# 6 Month Old Female- Piddling



## jdvizla916 (Sep 18, 2015)

Hi Everyone! My husband and I have a 6 month old female Vizsla, Avia. She's adorable and has a great personality although she definitely has that wild and crazy puppy spirit. We are still having an issue with piddling. She is from my best judgement potty trained, haven't had any accidents in the house in a while *knock on wood*, and she's good about letting me know when she needs to go out. However we are still having an issue with her piddling. This mostly occurs when we first get home from work or being gone for a while and especially when she meets new people (even people who aren't new but she hasn't seen in a few weeks). She is crate trained and we always let her outside immediately from the crate. But sometimes she's just so excited its difficult for me to leash her to take her outside before she starts piddling. I've gotten to the point where I don't let new people meet her inside the house because I know she will just piddle. We've talked to the vet and they weren't helpful. She is spayed. Anyone else still having this issue at this age?


----------



## gingerling (Jun 20, 2015)

Imagine, an excited 6 month old Vizsla..... :

There's nothing wrong with her if she's always done this, your idea of having folks greet her outside is a good one. Do NOT discipline her, btw...she knows where the potty area is, but she just can't contain herself (literally!). It's an emotional thing, not a physical one.

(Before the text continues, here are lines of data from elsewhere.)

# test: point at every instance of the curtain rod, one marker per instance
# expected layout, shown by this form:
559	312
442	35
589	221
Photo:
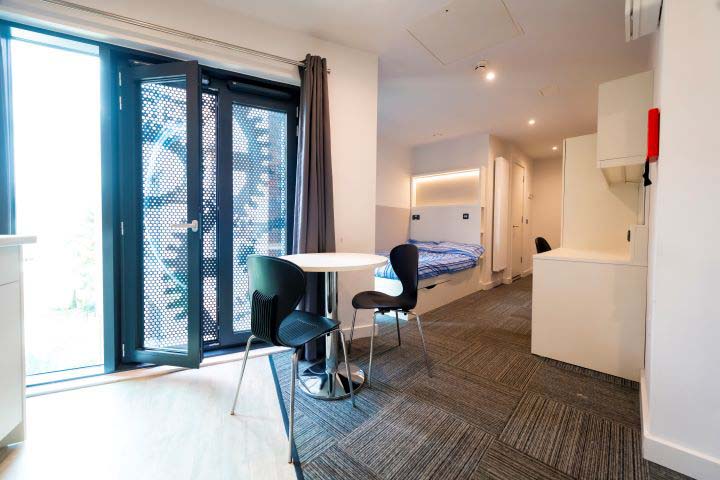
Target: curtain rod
177	33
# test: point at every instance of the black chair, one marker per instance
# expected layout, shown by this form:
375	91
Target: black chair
404	260
277	287
541	245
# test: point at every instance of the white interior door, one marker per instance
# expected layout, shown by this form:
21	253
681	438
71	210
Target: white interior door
517	217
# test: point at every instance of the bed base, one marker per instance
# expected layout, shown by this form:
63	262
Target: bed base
437	291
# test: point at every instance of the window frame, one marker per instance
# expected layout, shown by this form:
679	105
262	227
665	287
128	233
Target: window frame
112	58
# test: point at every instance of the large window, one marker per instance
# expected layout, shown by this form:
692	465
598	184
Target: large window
148	182
56	150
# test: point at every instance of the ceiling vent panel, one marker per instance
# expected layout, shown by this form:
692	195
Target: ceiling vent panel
465	27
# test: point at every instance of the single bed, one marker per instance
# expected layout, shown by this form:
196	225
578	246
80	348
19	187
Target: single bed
446	271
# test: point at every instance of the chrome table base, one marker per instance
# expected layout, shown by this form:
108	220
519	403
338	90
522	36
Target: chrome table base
318	383
327	380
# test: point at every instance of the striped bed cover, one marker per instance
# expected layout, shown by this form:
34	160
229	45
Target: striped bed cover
438	258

They outgrow this, hang in there...


----------



## texasred (Jan 29, 2012)

Your right, its not a potty training issue. Do some research on submissive urination. There's a few things you can do to help lessen the excitement, and that should help with the piddle in the house.


----------



## lilyloo (Jun 20, 2012)

It's a submissive pee thing. Have people not pay attention to her when they first come over. This helps a lot. She will outgrow it. Our girl took well over a year to stop doing this and occasionally still does very rarely at 3 years old.


----------



## pjcodner (Jun 1, 2015)

That is great advice LILYLOO. Ignoring the overly excited puppy makes sense. Our 5 month old piddles tiny specks of urine when she's excited by a visitor (including us). Good to know she will eventually grow out of it.


----------